Lounsbury, who worked at the station for 27 years and performed every task from directing and producing, to editing and script writing, explains the station’s value. “It was turning visitors into locals, and provided merchandising for the businesses here, placing them in front of the audience we captured. It was meant for winter skiers and riders as well as local customers. It was an unmatched resource for that kind of media to be in a small area like this.”

Outside Television was launched in 2010 when Resort Sports Network took up partnership with Outside magazine. The newly-named sports network provides coverage in 110 sports markets and according to the network’s website, reaches 61 million viewers annually. Until August of this year, Mount Snow represented one of those sports markets.

The future of Duncan Cable’s channel 41 is up in the air. According to Lounsbury, Mount Snow had the option of restarting Mount Snow TV as an independent channel, but passed on the idea, as advertising revenue is what ultimately drives a station’s success. Even the station equipment was disbanded, with Outside Television and Mount Snow divvying up the equipment.

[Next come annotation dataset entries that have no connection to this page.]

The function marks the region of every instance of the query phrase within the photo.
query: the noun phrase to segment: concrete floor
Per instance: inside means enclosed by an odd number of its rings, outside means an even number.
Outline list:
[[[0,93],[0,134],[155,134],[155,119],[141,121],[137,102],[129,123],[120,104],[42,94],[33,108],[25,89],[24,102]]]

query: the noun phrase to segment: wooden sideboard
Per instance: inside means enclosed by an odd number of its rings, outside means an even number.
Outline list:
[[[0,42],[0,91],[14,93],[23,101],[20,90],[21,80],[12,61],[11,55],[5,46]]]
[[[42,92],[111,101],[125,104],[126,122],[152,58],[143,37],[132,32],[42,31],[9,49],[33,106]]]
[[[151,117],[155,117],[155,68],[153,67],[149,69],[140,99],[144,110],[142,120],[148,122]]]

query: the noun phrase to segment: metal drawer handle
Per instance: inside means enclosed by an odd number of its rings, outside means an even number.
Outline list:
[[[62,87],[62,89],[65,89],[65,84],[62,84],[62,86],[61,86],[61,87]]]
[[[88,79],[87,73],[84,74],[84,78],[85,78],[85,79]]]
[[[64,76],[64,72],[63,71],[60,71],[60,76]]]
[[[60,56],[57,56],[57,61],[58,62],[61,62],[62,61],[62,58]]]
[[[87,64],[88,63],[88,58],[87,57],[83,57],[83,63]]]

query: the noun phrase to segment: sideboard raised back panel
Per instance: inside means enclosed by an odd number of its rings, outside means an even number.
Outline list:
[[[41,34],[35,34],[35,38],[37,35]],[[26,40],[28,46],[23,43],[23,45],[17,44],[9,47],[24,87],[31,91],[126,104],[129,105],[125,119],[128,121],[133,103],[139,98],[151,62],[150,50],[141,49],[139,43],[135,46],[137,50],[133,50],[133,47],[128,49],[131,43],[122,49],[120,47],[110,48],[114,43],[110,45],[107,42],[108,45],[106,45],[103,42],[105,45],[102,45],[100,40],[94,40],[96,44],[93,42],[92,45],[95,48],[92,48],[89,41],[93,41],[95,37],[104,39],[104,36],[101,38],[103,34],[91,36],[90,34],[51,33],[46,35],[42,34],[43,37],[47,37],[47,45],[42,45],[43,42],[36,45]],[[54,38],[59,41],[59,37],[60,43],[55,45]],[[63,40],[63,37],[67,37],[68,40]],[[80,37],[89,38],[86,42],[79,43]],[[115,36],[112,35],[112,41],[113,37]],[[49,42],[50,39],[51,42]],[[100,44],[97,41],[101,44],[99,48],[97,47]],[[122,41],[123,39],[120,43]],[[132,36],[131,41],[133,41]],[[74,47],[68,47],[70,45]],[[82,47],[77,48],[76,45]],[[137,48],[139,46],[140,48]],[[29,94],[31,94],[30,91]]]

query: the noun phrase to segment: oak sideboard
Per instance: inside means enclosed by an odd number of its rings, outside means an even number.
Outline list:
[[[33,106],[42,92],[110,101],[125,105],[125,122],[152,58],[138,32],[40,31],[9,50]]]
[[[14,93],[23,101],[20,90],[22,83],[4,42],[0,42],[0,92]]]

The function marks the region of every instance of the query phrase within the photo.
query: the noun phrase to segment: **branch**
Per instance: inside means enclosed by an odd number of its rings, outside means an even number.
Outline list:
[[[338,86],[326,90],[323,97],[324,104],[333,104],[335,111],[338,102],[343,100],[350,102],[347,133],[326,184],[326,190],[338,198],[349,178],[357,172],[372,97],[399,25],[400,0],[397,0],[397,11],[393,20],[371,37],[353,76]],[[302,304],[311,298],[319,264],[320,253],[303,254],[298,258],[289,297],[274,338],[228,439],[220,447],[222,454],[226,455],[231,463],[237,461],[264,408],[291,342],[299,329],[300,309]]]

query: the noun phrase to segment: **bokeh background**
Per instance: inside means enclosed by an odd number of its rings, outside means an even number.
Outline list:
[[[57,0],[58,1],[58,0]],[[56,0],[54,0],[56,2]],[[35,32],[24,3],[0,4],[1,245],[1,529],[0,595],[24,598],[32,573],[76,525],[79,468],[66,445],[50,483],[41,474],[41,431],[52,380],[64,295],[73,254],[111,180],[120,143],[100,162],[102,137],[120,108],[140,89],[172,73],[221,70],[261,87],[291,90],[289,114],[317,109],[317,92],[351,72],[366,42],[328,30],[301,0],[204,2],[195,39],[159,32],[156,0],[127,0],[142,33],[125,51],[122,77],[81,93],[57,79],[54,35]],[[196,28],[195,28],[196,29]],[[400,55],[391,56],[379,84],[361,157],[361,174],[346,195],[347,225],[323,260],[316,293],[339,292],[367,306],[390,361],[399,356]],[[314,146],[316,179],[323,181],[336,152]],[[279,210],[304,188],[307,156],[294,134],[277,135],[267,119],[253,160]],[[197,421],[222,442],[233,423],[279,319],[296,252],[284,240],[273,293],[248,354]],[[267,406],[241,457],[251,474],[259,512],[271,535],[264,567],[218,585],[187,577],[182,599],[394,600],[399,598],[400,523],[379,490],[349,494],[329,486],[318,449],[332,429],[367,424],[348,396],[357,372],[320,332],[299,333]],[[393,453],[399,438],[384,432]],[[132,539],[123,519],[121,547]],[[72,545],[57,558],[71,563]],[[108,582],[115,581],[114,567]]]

Duncan Cable owner Cliff Duncan has expressed interest in beginning a new format of local programming on channel 41, including bringing back a focus on local businesses. “We’re looking seriously at bringing the station back with much more local content.” said Duncan. “We used to have a show called ‘Visitors Guide to Southern Vermont’ that featured local businesses in 15-minute segments, and provided a dynamic opportunity to convey what they do, and how they do it.”

Duncan is also toying with the idea of a real estate show, and an open-forum, localized current events show.

While there is not yet a timeline for programming to return to channel 41, Duncan said that Mount Snow Television lost a lot of local flair when it became nationally syndicated, and he would like to put the focus back on the Deerfield Valley.

“Anything we can do to feature businesses some way on cable, with old trickle-down economics, it eventually comes back to pay a dividend somewhere down the road. It’s more about helping other businesses in a way they otherwise couldn’t get exposure. There is still a romantic thing about seeing someone you know on television.”